Among a lifetime of lively anecdotes, perhaps none better evokes the colorful and adventurous life of Ed Burns than that told by another renowned sportswriter from the profession’s glory days, Red Smith. Writing four days after Burns’s untimely death, on January 27, 1955, at the age of 64, Smith suggested that his colleague “probably was the only sports reporter in America who was prodded into the craft by the muzzle of a sawed-off shotgun.”1
The episode took place in Chicago during the Al Capone-era Prohibition days of gangland warfare. At the time, Burns was in his second incarnation with the Chicago Tribune. Having joined the paper as an artist early in 1918, his employment was interrupted in July of that year when Burns was drafted into the Navy, where, Smith reported, he was “valorous in defense of the Brooklyn Navy Yard.”2 After discharge, Burns rejoined the Trib, but this time as a news reporter, assigned variously to the Federal building and criminal courts. On the latter beat, Burns “became personally acquainted with commanders, lieutenants and foot soldiers of the underworld’s several clashing forces.”3
One day while Burns was walking down Michigan Avenue, he was joined by one of these nefarious characters, who engaged him in conversation. When it came time for the two to part, the associate seemed reluctant to leave Burns’s side; he kept Burns talking for a considerable time. The next day, Burns encountered a member of a rival gang, who asked, “You bumped into Big Tony yesterday, didn’t you? Did you happen to notice a car following you along the curb?” When Burns answered no, the man explained, “Some of us boys were in it. We were gonna take care of Big Tony, but we didn’t leave him have it because you were in line.”4
Moments later, Burns stood before his managing director and told him, “I have come to the conclusion that sportswriting is my true métier.”5 For almost 30 years, sports fans were thrilled that he had made the switch.

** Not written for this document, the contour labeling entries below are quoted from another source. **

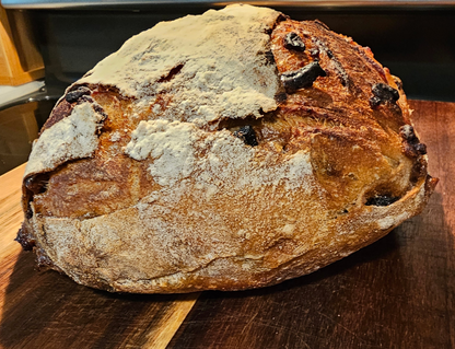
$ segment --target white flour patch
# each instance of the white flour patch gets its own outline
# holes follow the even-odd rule
[[[44,130],[33,146],[24,176],[91,156],[98,147],[96,131],[104,119],[93,107],[93,103],[79,104],[68,117]]]

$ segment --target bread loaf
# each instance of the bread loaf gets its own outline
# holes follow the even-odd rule
[[[369,48],[230,5],[158,24],[67,89],[26,166],[18,241],[93,288],[243,290],[373,243],[436,182]]]

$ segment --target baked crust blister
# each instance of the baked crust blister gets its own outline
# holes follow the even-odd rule
[[[371,244],[436,182],[369,48],[231,5],[141,33],[67,90],[33,147],[18,241],[94,288],[242,290]]]

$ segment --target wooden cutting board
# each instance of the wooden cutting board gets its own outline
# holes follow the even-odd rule
[[[317,272],[245,292],[110,294],[13,241],[24,166],[0,177],[0,348],[455,348],[455,103],[411,101],[440,178],[422,214]]]

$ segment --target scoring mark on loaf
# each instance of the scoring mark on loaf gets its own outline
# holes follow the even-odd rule
[[[84,102],[43,131],[34,142],[25,175],[48,172],[74,159],[88,158],[98,147],[98,130],[106,115],[96,103]]]

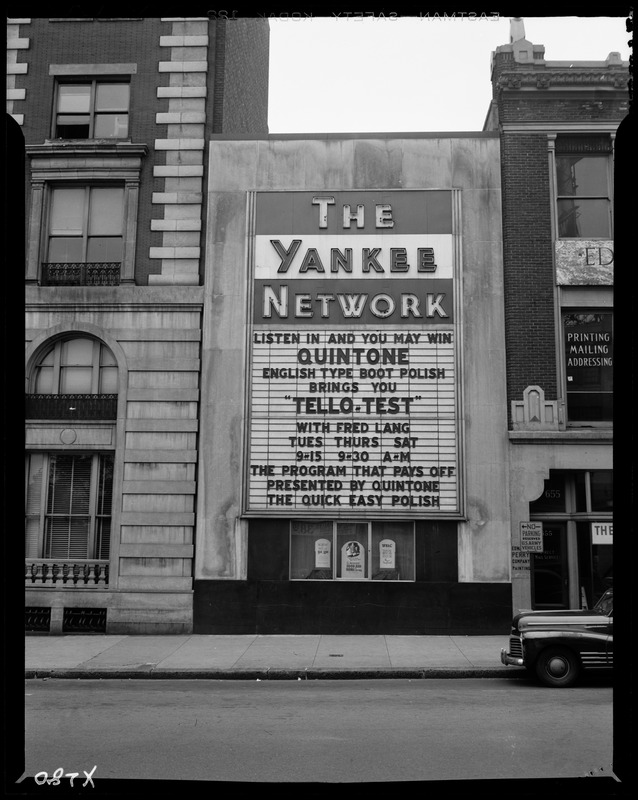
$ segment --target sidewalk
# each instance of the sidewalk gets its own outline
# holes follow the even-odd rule
[[[28,635],[27,678],[518,678],[507,636]]]

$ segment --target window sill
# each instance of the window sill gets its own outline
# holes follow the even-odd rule
[[[508,431],[512,444],[611,444],[613,428],[570,428],[567,431]]]

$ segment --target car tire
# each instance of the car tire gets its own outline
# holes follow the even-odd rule
[[[573,686],[579,672],[578,657],[566,647],[548,647],[536,659],[536,676],[545,686]]]

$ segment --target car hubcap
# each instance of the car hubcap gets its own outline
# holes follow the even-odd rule
[[[547,663],[547,671],[554,678],[562,678],[563,675],[569,672],[569,664],[564,658],[554,656]]]

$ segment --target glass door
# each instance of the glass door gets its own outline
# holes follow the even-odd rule
[[[532,605],[569,608],[567,533],[564,523],[543,523],[543,552],[532,553]]]

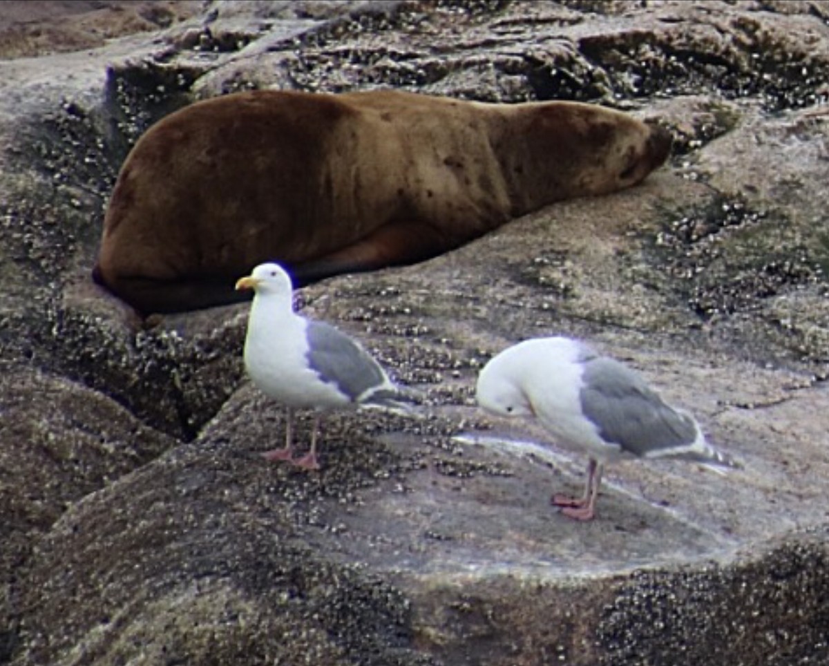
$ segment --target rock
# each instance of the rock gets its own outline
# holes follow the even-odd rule
[[[11,25],[12,4],[0,663],[825,663],[829,4],[164,3],[168,26],[143,2]],[[327,421],[307,474],[256,455],[284,421],[242,374],[245,306],[146,326],[90,280],[137,138],[269,85],[574,99],[677,148],[632,190],[303,289],[427,402]],[[550,494],[584,460],[473,397],[492,355],[556,333],[640,369],[744,469],[620,464],[596,521],[563,519]]]

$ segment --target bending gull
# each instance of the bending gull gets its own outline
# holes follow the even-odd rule
[[[412,397],[389,379],[380,364],[355,340],[322,322],[293,311],[293,285],[277,264],[261,264],[236,282],[255,291],[245,340],[245,367],[254,384],[288,408],[285,445],[262,455],[318,469],[320,411],[379,407],[407,411]],[[293,411],[312,408],[311,448],[293,458]]]
[[[478,405],[500,416],[535,416],[561,444],[589,456],[584,495],[551,503],[577,520],[595,515],[607,462],[623,457],[684,458],[739,467],[705,441],[699,424],[675,409],[633,371],[567,338],[526,340],[481,371]]]

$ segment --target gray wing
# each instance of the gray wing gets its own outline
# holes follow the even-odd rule
[[[333,326],[309,321],[305,334],[311,369],[351,401],[387,381],[380,364],[357,343]]]
[[[635,455],[690,445],[696,425],[687,414],[667,405],[633,371],[611,358],[584,365],[581,409],[607,442]]]

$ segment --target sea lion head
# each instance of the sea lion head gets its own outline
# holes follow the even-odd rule
[[[570,123],[579,143],[581,163],[574,167],[583,195],[606,194],[642,182],[667,159],[673,143],[671,133],[655,122],[599,106],[575,109]]]
[[[578,102],[521,106],[509,133],[511,148],[502,153],[516,213],[636,185],[671,153],[667,129],[612,109]]]

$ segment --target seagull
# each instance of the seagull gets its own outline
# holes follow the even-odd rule
[[[499,416],[531,416],[562,445],[587,452],[580,498],[550,502],[592,520],[607,462],[674,457],[714,468],[739,467],[707,441],[686,411],[667,404],[636,372],[569,338],[536,338],[505,349],[481,371],[478,405]]]
[[[245,340],[245,367],[254,384],[285,405],[285,445],[263,453],[269,460],[287,460],[318,469],[317,439],[321,412],[335,409],[381,408],[408,413],[413,396],[389,379],[363,347],[323,322],[293,311],[293,285],[278,264],[256,266],[240,278],[236,289],[253,289]],[[293,411],[316,411],[311,448],[293,457]]]

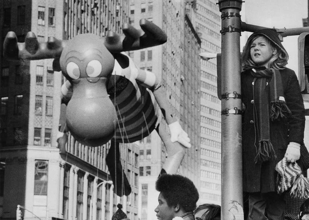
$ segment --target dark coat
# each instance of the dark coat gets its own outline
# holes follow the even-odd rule
[[[276,191],[276,164],[284,156],[290,142],[303,144],[305,129],[305,108],[298,81],[295,72],[287,68],[281,70],[284,96],[292,116],[288,119],[272,122],[270,120],[270,140],[277,158],[256,164],[256,122],[253,114],[252,82],[254,77],[247,70],[241,73],[242,101],[246,106],[243,117],[243,189],[249,193]],[[269,85],[270,78],[267,79]]]

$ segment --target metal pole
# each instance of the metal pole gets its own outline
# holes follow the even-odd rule
[[[219,0],[222,13],[221,219],[243,220],[239,12],[241,0]]]

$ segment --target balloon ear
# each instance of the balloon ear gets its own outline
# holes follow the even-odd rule
[[[60,67],[60,59],[59,58],[55,58],[53,62],[53,69],[54,71],[59,72],[61,71]]]

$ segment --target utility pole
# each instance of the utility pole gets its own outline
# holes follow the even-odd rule
[[[240,36],[241,0],[219,0],[222,13],[221,217],[243,219]]]

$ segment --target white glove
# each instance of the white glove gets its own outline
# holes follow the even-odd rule
[[[186,147],[191,147],[190,139],[188,137],[188,134],[183,130],[178,122],[176,121],[168,125],[168,128],[171,132],[171,141],[172,143],[178,141]]]
[[[294,163],[300,157],[300,144],[294,142],[290,142],[286,148],[284,156],[288,162]]]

As a boy, Burns had the perfect role model for a journalism career. Born in Frankfort, Indiana, on January 17, 1891, Edward Harold Burns, Jr. was the second son (the first son, Robert, died at 5 in 1892; and sister Blanche was born in 1894) of Edward and Flora Burns. After a stint as editor of the Frankfort Banner, in 1887 Edward Sr. became a partner and joint editor of the Frankfort Evening News, which he later owned. For four years beginning in 1906, Edward Sr. also served as Frankfort’s postmaster.
Edward Jr. began his career in the newspaper business at 14 by gathering personal items for his father’s newspaper. (In his obituary, it was also noted that Burns later worked on several newspapers, in Crawfordsville, Indiana, where he attended school, as well as in Illinois, at the Joliet Herald-News and the Chicago Examiner, but the timeline is unclear.) Around 1909, Burns then enrolled at Wabash College, in Crawfordsville, where he was a member of the Delta Chi fraternity. Whether Burns majored in journalism at Wabash is unknown, but after graduation he expanded his creative nature by studying at the Chicago Art Institute and the Academy of Fine Arts, before he joined the staff of the Chicago Herald in 1914. Four years later, he moved to the Tribune and took a job in the art department.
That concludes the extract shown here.